Mit Blick auf Krim-Krise

Vor Atomgipfel: Merkel warnt vor "schmutzigen Bomben"

Berlin - Mit Blick auf die Krim-Krise betont Bundeskanzlerin Merkel kurz vor dem Atomgipfel die Bedeutung nuklearer Sicherheit: Den Bau "schmutziger Bomben" gelte es zu verhindern.

In Den Haag wollen Anfang der Woche 53 Staaten darüber beraten, wie atomwaffenfähiges Material vor dem Zugriff von Terroristen geschützt werden kann. Bundeskanzlerin Angela Merkel (CDU) verweist darauf, wie wichtig diese Arbeit ist - auch mit Blick auf die Krim-Krise. Kurz vor dem Atomgipfel in Den Haag hob sie die Fortschritte bei der Sicherstellung von Nuklearmaterial hervor.

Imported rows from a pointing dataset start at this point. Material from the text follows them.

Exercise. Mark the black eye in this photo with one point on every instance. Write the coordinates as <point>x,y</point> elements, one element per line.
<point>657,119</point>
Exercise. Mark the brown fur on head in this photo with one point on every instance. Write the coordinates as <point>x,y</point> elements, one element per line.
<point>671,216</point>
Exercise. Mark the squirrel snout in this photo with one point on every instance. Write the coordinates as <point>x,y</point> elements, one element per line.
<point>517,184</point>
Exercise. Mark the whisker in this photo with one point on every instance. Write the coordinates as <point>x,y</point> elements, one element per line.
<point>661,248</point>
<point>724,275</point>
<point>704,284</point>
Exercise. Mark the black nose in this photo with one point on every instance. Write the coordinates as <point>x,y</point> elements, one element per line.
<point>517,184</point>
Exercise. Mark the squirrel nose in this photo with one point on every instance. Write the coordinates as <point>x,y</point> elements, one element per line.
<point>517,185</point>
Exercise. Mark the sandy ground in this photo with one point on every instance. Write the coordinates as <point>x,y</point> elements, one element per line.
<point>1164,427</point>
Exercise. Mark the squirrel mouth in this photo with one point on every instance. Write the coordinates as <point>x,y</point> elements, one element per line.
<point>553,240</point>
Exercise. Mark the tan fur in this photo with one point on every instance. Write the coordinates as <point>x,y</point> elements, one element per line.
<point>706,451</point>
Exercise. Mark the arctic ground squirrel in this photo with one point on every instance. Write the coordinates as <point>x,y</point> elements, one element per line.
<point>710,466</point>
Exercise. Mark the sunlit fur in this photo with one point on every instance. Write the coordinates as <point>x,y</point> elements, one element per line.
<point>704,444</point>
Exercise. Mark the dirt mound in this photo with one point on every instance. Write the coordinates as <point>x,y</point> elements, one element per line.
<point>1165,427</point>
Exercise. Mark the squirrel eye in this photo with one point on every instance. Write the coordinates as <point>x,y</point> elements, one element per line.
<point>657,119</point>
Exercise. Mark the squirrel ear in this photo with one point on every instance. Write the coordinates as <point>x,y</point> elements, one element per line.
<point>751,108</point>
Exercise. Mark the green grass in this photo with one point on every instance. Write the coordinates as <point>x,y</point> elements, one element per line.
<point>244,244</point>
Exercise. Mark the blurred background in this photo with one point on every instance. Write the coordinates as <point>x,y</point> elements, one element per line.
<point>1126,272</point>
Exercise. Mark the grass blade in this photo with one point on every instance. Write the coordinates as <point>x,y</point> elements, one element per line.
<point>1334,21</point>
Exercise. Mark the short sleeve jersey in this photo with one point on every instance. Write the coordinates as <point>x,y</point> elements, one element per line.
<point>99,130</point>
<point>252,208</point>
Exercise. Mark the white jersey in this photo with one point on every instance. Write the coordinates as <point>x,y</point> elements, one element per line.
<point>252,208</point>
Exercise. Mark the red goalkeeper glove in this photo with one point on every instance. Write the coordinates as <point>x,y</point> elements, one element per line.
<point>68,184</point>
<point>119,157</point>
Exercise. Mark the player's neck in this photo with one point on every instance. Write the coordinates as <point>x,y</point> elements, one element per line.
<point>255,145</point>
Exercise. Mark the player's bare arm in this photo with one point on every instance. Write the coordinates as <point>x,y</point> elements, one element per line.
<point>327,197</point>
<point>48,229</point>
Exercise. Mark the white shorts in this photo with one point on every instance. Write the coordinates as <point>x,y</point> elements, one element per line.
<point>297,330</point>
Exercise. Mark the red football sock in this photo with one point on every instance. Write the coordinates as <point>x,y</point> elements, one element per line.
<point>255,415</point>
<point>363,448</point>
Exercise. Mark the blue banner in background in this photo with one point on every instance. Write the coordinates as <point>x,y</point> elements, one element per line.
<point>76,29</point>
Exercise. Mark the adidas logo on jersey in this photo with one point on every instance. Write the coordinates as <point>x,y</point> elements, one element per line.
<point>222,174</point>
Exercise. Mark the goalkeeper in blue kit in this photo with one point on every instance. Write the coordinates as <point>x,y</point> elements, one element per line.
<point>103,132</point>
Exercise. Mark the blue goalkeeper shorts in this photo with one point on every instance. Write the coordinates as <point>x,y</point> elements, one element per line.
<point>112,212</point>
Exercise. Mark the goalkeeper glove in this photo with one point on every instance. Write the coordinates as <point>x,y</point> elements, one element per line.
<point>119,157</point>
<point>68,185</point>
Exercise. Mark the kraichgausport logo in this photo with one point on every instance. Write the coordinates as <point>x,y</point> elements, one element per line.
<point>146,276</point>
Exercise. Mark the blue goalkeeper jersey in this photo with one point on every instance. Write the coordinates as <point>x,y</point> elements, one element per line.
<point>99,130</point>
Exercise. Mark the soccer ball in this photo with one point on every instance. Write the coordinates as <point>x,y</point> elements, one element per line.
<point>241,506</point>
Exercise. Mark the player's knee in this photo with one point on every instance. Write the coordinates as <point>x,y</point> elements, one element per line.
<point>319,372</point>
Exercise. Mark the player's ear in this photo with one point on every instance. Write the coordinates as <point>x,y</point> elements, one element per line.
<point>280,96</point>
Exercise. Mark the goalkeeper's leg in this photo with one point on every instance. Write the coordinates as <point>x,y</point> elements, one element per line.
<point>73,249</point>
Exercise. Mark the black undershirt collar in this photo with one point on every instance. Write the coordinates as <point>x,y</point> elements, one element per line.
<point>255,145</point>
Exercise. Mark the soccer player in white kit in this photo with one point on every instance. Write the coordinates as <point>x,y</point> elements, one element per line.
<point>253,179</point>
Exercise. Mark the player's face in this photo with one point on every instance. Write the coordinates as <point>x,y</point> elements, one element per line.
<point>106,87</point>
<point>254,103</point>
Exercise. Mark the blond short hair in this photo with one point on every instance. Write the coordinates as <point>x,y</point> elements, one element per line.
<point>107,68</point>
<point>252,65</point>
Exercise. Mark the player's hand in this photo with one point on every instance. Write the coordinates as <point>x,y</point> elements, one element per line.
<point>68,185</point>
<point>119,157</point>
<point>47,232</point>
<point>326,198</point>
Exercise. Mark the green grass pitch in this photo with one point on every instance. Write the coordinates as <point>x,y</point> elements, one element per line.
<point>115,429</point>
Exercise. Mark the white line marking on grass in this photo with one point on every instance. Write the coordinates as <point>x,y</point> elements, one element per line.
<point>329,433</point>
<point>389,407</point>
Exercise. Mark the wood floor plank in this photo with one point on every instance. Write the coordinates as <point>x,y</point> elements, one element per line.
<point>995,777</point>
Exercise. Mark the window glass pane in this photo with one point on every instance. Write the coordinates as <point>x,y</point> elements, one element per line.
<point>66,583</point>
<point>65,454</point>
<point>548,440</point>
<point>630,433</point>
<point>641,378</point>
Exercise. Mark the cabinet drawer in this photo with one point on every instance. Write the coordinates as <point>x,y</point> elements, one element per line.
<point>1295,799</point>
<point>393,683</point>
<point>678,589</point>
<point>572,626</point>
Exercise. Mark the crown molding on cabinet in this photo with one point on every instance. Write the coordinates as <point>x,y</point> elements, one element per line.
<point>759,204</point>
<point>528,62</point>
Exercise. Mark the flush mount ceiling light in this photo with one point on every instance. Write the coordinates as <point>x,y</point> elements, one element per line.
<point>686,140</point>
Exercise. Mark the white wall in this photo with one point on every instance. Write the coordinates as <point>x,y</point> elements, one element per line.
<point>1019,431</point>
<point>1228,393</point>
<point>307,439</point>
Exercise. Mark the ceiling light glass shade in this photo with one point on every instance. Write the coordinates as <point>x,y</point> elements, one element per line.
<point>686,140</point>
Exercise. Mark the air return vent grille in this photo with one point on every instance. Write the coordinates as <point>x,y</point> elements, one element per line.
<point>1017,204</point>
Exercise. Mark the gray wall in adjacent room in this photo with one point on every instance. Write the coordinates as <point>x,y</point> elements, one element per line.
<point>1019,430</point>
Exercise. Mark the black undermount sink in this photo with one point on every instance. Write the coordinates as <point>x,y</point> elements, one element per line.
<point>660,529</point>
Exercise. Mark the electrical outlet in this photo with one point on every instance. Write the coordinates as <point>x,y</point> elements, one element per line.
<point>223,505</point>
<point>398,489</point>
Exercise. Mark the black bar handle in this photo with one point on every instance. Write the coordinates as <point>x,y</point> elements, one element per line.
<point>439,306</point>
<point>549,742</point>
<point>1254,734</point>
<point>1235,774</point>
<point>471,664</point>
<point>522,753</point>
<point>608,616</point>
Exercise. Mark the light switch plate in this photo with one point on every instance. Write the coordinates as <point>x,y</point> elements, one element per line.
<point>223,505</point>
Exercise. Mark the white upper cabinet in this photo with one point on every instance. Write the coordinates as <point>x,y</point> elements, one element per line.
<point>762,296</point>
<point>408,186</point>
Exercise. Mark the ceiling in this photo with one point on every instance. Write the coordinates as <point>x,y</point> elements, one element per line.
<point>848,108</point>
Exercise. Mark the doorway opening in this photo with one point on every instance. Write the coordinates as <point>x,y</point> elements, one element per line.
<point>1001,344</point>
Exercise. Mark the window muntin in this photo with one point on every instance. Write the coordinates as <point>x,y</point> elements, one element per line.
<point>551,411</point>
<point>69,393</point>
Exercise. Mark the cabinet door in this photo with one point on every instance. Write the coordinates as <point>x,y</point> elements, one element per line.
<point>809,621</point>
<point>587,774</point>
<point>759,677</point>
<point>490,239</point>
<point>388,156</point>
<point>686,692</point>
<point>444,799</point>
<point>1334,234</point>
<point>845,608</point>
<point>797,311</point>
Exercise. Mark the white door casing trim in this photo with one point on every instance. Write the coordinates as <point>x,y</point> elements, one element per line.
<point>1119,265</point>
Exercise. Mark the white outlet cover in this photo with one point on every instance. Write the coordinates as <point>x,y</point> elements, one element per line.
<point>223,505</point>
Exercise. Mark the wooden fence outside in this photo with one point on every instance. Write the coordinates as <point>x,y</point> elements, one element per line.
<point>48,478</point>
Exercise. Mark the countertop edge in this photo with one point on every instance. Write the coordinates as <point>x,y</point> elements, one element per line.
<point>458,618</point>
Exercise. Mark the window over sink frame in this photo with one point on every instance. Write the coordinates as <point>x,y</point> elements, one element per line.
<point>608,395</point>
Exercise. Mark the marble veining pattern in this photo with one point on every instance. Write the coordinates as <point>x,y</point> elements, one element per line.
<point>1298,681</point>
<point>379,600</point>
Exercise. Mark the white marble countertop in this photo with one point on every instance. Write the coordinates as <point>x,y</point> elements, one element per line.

Es gehe darum, Sabotage und den Bau „schmutziger Bomben“ zu verhindern, sagte Merkel am Samstag in ihrer wöchentlichen Video-Botschaft.

Als Beispiele nannte sie die Sicherung ausgemusterter Atom-U-Boote der russischen Nordmeerflotte und von Kernmaterialien der Ukraine. Damit seien Initiativen in Gang gekommen, die außerordentlich wichtig seien „und von denen wir sagen können: Jetzt gibt es mehr Sicherheit in dieser Frage“.

Merkel fliegt an diesem Montag zum dritten Atomgipfel nach Den Haag. Vertreter von 53 Staaten beraten dort zwei Tage über den Schutz vor terroristischen Anschlägen. Am Rande kommen die Staats- und Regierungschefs der G7-Staaten zusammen, um die Konsequenzen aus der Krim-Krise zu erörtern, unter ihnen auch US-Präsident Barack Obama.

Merkel erläutert, weniger als zehn Länder auf der Welt besäßen Nuklearwaffen, nur rund 30 hätten Kernkraftwerke, aber fast jedes Land verfüge über Nuklearmaterial - beispielsweise aus der Medizintechnik. Es müsse sichergestellt werden, dass niemand eine „schmutzige Bombe“ bauen könne.

Die Kanzlerin bekräftigte, dass die russische Annexion der Krim auch einen Verstoß gegen das „Budapester Memorandum“ darstelle. Darin hatten die USA, Großbritannien und Russland die Unabhängigkeit und politische Integrität der Ukraine garantiert, im Gegenzug hatte die Ukraine versprochen, auf Kernwaffen zu verzichten. Als Vertreter Russlands wird Außenminister Sergej Lawrow bei dem Atomgipfel in Den Haag erwartet.